Big Data. Surely you’ve heard or read something about it by now. Maybe you even have an opinion. Some people I know think it’s much ado about nothing. Nothing more than hype, which dictionary.com defines as “exaggerated publicity” at one end of the spectrum or “a swindle, deception, or trick” at the other. Others think it’s hyperbole, defined as “an extravagant statement or figure of speech not intended to be taken literally.”

Although I think there are certainly some claims made out there about Big Data that fall into these categories, I lean towards describing the current rising interest in the topic as hyperopia, a form of farsightedness that our data management industry is experiencing. In this sense, hyperopia refers to temporal rather than spatial distance. I think we can see something happening with Big Data now but it’s rather fuzzy still, whereas the future implications are more clear.

Put another way (if the vision analogy doesn’t work for you), Big Data is no longer in its infancy. But it’s not fully mature yet either. Toddler? Preteen? Teen? I’m not sure where it is in this cycle, except certainly not at the teen stage. Of course, we can expect each stage in this maturity cycle to have its ups and downs. It’s a normal part of the process of technological change. Let’s not expect too much where it’s not appropriate and give it full support where and when it’s ready.

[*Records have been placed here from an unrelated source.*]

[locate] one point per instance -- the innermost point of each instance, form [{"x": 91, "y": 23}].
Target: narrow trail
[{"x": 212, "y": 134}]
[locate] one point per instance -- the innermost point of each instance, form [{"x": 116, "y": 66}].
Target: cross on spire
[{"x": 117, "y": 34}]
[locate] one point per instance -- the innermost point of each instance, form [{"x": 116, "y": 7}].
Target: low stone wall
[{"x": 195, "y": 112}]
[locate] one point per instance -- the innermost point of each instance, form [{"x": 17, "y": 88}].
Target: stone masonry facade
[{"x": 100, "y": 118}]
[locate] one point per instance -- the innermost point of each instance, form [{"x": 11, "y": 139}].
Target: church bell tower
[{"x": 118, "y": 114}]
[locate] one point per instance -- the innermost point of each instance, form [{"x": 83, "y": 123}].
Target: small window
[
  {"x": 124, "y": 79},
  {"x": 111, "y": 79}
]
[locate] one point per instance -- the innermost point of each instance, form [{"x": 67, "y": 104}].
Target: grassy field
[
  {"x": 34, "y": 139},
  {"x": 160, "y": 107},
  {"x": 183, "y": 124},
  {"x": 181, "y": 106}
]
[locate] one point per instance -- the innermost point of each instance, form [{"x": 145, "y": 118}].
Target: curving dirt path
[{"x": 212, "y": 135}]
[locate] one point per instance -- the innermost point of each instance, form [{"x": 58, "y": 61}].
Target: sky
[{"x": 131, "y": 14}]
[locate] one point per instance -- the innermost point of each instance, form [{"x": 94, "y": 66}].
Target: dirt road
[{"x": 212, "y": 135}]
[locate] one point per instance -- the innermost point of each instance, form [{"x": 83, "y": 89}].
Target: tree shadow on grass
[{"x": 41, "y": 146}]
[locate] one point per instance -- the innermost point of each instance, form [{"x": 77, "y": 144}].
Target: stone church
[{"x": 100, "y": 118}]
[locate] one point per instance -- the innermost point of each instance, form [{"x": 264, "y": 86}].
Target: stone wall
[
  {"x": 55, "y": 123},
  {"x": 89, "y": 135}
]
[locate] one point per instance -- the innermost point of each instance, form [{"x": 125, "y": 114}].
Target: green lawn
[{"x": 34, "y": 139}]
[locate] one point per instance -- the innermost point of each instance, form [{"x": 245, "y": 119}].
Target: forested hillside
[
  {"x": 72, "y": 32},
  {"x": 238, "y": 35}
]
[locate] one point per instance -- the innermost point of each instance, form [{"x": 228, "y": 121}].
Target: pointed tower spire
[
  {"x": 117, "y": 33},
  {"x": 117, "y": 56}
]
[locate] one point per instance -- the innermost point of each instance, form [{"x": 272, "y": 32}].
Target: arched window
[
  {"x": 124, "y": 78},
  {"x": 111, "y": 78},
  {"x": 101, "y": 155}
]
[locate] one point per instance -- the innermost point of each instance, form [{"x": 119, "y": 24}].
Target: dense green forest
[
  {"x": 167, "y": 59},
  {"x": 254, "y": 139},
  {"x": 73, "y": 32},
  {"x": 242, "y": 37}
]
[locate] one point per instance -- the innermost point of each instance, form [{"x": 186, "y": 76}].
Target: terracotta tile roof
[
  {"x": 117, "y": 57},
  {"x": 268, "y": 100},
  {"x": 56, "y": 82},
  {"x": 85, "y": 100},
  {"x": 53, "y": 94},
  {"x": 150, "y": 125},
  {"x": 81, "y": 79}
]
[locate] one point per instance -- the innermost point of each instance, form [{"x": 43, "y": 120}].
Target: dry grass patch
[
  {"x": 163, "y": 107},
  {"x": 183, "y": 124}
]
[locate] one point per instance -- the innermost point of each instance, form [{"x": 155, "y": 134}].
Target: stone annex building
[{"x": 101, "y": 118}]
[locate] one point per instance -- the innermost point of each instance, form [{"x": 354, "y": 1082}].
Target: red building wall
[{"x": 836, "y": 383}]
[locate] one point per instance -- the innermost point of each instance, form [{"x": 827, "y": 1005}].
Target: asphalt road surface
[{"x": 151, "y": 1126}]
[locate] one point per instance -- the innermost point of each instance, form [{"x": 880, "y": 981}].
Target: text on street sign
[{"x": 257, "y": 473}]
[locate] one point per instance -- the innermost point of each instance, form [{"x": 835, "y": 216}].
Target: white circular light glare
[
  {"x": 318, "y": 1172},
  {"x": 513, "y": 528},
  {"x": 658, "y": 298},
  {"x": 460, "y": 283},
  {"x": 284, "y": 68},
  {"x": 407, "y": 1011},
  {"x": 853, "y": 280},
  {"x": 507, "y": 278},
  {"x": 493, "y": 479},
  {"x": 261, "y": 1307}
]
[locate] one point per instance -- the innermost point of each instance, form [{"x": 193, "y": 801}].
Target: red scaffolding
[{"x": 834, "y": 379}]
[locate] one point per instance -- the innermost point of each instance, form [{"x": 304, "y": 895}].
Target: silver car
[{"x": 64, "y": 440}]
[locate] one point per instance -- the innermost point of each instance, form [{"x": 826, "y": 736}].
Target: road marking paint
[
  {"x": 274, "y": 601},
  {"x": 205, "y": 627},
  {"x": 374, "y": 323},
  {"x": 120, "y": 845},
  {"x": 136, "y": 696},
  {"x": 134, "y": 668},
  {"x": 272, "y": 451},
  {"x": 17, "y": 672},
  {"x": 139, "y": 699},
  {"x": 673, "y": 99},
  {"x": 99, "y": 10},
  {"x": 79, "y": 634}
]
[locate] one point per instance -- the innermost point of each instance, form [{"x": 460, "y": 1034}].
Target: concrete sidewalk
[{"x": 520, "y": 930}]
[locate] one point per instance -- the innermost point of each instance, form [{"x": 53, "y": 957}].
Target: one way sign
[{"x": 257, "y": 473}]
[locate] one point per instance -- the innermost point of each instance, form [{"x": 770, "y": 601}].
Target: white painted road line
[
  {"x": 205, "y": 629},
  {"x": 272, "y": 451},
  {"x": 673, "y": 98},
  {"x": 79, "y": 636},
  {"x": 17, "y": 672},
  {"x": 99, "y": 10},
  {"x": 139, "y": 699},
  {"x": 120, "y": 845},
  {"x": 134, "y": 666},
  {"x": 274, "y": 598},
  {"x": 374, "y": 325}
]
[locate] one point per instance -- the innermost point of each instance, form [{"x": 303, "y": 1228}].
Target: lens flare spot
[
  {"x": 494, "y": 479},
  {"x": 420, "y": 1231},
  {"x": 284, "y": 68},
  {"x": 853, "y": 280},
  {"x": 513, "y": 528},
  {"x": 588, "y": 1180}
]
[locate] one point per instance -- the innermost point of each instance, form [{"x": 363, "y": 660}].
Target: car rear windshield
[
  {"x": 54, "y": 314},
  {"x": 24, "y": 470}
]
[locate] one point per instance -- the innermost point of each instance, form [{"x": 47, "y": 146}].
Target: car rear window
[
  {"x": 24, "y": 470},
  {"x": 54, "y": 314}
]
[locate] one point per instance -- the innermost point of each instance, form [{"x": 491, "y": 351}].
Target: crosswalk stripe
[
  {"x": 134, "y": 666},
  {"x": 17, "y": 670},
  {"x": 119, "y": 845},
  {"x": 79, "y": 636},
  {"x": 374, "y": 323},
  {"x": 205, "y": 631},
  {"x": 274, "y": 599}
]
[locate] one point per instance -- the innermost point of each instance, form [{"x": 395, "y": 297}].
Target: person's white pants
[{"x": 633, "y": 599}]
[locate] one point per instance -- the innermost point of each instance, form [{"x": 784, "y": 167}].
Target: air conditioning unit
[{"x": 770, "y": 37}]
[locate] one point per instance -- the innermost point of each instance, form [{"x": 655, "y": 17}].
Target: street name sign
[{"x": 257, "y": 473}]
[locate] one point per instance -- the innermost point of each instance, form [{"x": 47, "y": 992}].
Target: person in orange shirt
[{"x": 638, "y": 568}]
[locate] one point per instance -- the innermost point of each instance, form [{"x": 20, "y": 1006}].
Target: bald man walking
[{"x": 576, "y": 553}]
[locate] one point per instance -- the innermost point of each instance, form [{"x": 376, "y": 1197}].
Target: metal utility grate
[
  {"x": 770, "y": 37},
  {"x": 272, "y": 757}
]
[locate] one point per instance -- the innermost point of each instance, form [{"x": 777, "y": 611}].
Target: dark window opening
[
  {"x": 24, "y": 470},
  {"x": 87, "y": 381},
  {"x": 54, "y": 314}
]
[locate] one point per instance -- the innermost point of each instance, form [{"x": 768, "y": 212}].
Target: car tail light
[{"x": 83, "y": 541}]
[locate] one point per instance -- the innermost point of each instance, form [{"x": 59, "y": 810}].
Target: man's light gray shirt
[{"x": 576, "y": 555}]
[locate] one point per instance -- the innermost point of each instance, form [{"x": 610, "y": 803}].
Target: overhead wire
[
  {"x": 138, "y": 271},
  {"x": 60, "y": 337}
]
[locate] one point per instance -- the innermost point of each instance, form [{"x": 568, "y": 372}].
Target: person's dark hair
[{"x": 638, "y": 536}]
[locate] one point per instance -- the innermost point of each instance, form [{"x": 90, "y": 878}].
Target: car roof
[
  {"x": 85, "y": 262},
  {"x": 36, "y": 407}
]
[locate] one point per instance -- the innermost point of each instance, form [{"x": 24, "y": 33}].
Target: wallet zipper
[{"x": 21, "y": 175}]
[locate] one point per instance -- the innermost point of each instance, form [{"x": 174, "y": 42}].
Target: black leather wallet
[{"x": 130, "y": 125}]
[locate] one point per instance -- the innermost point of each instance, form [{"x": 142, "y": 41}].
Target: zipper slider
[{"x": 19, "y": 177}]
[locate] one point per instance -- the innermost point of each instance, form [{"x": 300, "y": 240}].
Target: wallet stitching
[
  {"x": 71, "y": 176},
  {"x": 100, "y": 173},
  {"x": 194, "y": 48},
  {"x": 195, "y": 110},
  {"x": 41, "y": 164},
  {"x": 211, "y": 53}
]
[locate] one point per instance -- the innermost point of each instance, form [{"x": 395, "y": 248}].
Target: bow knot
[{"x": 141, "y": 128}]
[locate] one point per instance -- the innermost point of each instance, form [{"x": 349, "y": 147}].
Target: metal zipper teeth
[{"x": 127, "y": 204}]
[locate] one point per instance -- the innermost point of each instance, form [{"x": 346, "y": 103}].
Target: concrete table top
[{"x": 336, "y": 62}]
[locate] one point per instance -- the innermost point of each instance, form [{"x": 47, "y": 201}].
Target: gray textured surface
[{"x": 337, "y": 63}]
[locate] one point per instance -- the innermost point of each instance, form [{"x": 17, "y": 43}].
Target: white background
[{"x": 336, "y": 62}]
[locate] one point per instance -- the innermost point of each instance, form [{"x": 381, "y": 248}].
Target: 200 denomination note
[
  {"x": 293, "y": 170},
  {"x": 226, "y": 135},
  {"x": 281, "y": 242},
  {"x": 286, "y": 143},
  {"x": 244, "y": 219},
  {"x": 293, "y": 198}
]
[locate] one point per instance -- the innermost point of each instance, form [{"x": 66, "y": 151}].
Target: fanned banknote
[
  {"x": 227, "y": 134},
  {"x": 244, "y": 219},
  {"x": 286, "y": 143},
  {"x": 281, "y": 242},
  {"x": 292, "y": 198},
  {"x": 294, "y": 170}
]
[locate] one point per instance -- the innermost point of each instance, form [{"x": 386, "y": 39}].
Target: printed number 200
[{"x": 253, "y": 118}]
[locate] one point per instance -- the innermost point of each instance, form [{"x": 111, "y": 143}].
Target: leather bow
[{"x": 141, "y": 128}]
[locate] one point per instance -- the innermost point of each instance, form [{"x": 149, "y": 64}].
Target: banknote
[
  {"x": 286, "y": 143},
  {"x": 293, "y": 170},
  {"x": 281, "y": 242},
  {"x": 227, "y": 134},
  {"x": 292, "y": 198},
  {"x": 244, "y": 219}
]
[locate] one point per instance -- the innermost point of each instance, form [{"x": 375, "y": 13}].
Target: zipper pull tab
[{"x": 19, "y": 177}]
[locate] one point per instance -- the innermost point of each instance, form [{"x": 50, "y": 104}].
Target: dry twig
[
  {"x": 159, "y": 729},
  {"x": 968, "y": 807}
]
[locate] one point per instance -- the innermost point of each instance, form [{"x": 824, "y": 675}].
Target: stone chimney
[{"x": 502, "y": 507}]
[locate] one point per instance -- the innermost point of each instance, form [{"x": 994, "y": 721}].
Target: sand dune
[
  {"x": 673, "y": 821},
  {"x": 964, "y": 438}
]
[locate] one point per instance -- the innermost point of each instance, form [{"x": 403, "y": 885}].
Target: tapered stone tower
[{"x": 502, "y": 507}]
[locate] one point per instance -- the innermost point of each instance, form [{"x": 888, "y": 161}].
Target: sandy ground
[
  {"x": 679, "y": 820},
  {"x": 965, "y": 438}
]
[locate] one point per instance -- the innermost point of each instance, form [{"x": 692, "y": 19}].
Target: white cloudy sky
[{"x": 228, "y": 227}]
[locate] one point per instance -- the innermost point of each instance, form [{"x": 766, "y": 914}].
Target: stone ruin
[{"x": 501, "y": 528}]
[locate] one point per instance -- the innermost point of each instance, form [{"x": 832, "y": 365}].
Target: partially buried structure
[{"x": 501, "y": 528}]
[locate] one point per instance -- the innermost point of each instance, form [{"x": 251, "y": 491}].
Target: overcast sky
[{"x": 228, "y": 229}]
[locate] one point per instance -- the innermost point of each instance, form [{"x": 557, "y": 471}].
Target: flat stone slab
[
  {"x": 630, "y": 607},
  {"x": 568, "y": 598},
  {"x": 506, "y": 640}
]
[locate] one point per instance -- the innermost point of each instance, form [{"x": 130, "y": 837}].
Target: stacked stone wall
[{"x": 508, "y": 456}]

As I mentioned in my New Year’s musings, I felt this was the year to start paying more attention to Big Data. Accordingly, I have begun working with some of the technologies in the Big Data ecosystem and started speaking about it. Of course, I’ve been reading as much as I can, too. As a regular conference speaker, I highly value the educational and networking opportunities unique to conference attendance, so was thrilled to have the opportunity to attend GigaOM’s Structure:Data 2013 in New York City this week.

The Structure:Data conference used a different format than I’ve ever seen at a conference. Each session lasted 15 minutes with the attendees primarily positioned in one spot for the day. The speakers were rotated on and off the stage throughout the day with an emcee making introductions to the next session. The session styles varied also, from moderated panel to a speaker at a podium with slides to a speaker center stage without slides. I recall only one demo and even that was pre recorded.

The frequency with which speakers and formats changed meant that I didn’t get too antsy sitting in one spot for an extended period. There were also longer 45-60 minute workshops that allowed us a) to get up and move to a different place for a while, and b) to get exposed to a topic in a bit more depth than the main stage topics. Overall, I liked the format for its ability to introduce me to a lot of ideas in a compressed timeframe. The irony did not escape me though….Big Data in small bites.

Hands down, my favorite session was The CIA’s “grand challenge” with big data delivered by Ira “Gus” Hunt, CTO for the Central Intelligence Agency. His talk (online here) was fascinating and even a bit scary. Did you know your smartphone can identify you by your gait? That’s just one of many tidbits Hunt shared. Others that struck me most in this session:

  • Big Data allows us to grow the haystack and magnify the needles.
  • information no longer flows from the few to the many, but from the many to the many, thereby generating more and more data. Sure, there’s a lot of noise there, but there’s also a signal to be discovered lying within.
  • Sensors in everything results in explosive growth in data volumes. It’s not just Big, but Really Big. Sensors monitor location, health and even identity (through gait, for example).
  • Through analysis of sensor data, the inanimate can become sentient. (Oh, dear…)
The title of the session mentioned challenges, so here are a few that Hunt explored:
  • We don’t know the future value of data.
  • We cannot connect the dots that we don’t have.
  • Traditional requirements analysis don’t work in the world of Big Data.

Of particular interest to me, and a theme I heard many times over at the conference, was Hunt’s contention that the power of Big Data can be achieved only when the end user can interact it. We cannot expect users to be data scientists, nor can we expect them to be dependent on data scientists either. Yet, he says, analytical tools for Big Data are hard to use. (I stopped at some vendor booths to see what they had to show, but in fairness to all need more time to digest their offerings before I can comment.) He cited Wikipedia’s definition of data science, and in particular the following quote, “There is probably no living person who is an expert in all of these disciplines – if so they would be extremely rare.”

So are our academic institutions going to miraculously churn out hordes of data scientists to place in every business? I don’t think so. I don’t have anything against data scientists in general, but I think the mission of accomplishing Big Things with Big Data is better served if their skills are used to develop the next generation(s) of software that empower the business user, rather than having them become yet another barrier between regular people and data just because the data gets “bigger.” Or is this just wishful thinking on my part?